# Edge Fluency Classifier - Inference Demo

This notebook demonstrates how to load a trained model and perform inference on speech clips from the Speechocean762 dataset.

**Prerequisites:**
1.  Ensure you have run `make setup` to install dependencies.
2.  Ensure you have run `make download` and `make features` to prepare data.
3.  Ensure you have run `make train_teacher` (or other training targets) to generate checkpoints.

In [None]:
import sys
import os
from pathlib import Path
import json
import torch
import numpy as np
import pandas as pd
import IPython.display as ipd

# Add src to path
project_root = Path(os.getcwd()).parent
if str(project_root / "src") not in sys.path:
    sys.path.append(str(project_root / "src"))
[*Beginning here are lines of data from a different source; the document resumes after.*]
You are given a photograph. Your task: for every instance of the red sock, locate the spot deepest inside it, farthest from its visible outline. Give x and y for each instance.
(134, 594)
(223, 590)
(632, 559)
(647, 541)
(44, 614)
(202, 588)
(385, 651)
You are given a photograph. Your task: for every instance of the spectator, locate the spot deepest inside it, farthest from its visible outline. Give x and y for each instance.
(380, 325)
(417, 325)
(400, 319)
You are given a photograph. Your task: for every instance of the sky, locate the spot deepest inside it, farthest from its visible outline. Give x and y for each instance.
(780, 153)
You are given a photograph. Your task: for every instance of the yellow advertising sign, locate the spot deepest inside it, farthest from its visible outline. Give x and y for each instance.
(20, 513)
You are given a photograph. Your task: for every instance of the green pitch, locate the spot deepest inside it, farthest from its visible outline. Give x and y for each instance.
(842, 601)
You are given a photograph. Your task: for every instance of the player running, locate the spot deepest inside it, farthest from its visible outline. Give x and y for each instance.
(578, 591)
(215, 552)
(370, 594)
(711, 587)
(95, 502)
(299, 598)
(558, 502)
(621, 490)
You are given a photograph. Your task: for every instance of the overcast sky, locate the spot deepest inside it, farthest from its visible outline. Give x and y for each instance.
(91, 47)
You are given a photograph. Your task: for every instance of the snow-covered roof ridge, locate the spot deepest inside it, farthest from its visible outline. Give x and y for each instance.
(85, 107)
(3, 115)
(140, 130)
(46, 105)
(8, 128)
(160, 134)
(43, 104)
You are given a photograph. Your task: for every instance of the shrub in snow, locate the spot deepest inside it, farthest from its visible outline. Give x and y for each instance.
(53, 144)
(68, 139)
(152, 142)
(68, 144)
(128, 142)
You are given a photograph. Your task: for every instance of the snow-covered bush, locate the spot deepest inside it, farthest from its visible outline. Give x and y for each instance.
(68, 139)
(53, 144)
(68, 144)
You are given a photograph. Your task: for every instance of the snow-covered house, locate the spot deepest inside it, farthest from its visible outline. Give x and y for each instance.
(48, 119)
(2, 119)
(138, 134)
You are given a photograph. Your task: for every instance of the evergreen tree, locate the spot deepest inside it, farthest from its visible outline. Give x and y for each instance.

from utils.config import load_config
from models.mlp import build_mlp
from features.extractor import extract_features
from audio.processing import load_audio, preprocess

## 1. Load Configuration and Model
We load the global configuration and the trained MLP model.

In [None]:
# Load config
cfg = load_config("config/default.yaml")
device = torch.device("cuda" if torch.cuda.is_available() else "cpu")

# Load label map
label_map_path = Path("experiments/exports/label_map.json")
if not label_map_path.exists():
    # Fallback if export hasn't run
    label_map = {"poor": 0, "moderate": 1, "good": 2}
else:
    with open(label_map_path) as f:
        label_map = json.load(f)

id2label = {v: k for k, v in label_map.items()}
print(f"Label Map: {label_map}")

# Determine input dimension (from config or dummy)
# Typically 30000 for 1-5s clips with default feature settings
input_dim = 30000 

# Initialize Model
model_name = cfg["training"].get("model", "mlp_small")
model = build_mlp(model_name, input_dim, len(label_map), cfg["models"])
model.to(device)

# Load Checkpoint
ckpt_path = Path("experiments/checkpoints") / f"{model_name}.pt"
if ckpt_path.exists():
    state = torch.load(ckpt_path, map_location=device)
    model.load_state_dict(state["state_dict"])
    print(f"Loaded checkpoint from {ckpt_path}")
    model.eval()
else:
    print(f"WARNING: Checkpoint not found at {ckpt_path}. Using random weights.")

## 2. Load Sample Data
We pick a sample from the test set to evaluate.

In [None]:
test_manifest = Path("experiments/manifests/test.csv")
if test_manifest.exists():
    df = pd.read_csv(test_manifest)
    sample = df.iloc[0]
    audio_path = sample["path"]
    print(f"Selected sample: {audio_path}")
    print(f"True Label: {sample['label']}")
    print(f"Text: {sample.get('text', 'N/A')}")
    
    # Play Audio
    ipd.display(ipd.Audio(audio_path))
else:
    print("Test manifest not found. Please run `make download` and `make features`.")
    audio_path = None

## 3. Run Inference
Preprocess the audio, extract features, and predict the fluency score.

In [None]:
def predict(path, model, cfg):
    if not path:
        return
        
    # 1. Preprocess (load, resample, trim)
    wav = preprocess(
        path,
        sample_rate=cfg["data"]["sample_rate"],
        min_sec=cfg["data"]["clip_seconds"][0],
        max_sec=cfg["data"]["clip_seconds"][1]
    )
    
    # 2. Extract Features
    feats = extract_features(wav, cfg["data"]["sample_rate"], cfg["features"])
    
    # 3. Flatten and Normalize (Simple CMVN if available, else raw)
    # Note: In production, load global CMVN stats. Here we just flatten.
    x = feats.flatten()
    
    # Pad/Truncate to expected input_dim
    if len(x) < input_dim:
        x = np.pad(x, (0, input_dim - len(x)))
    else:
        x = x[:input_dim]
        
    # 4. Inference
    x_tensor = torch.from_numpy(x).float().unsqueeze(0).to(device)
    with torch.no_grad():
        logits = model(x_tensor)
        probs = torch.softmax(logits, dim=1)
        pred_idx = torch.argmax(probs).item()
        
    return id2label[pred_idx], probs[0].cpu().numpy()

if audio_path:
    pred_label, probabilities = predict(audio_path, model, cfg)
    print(f"\nPredicted Label: {pred_label.upper()}")
    print(f"Confidence: {probabilities[label_map[pred_label]]:.4f}")
    print(f"Class Probabilities: {probabilities}")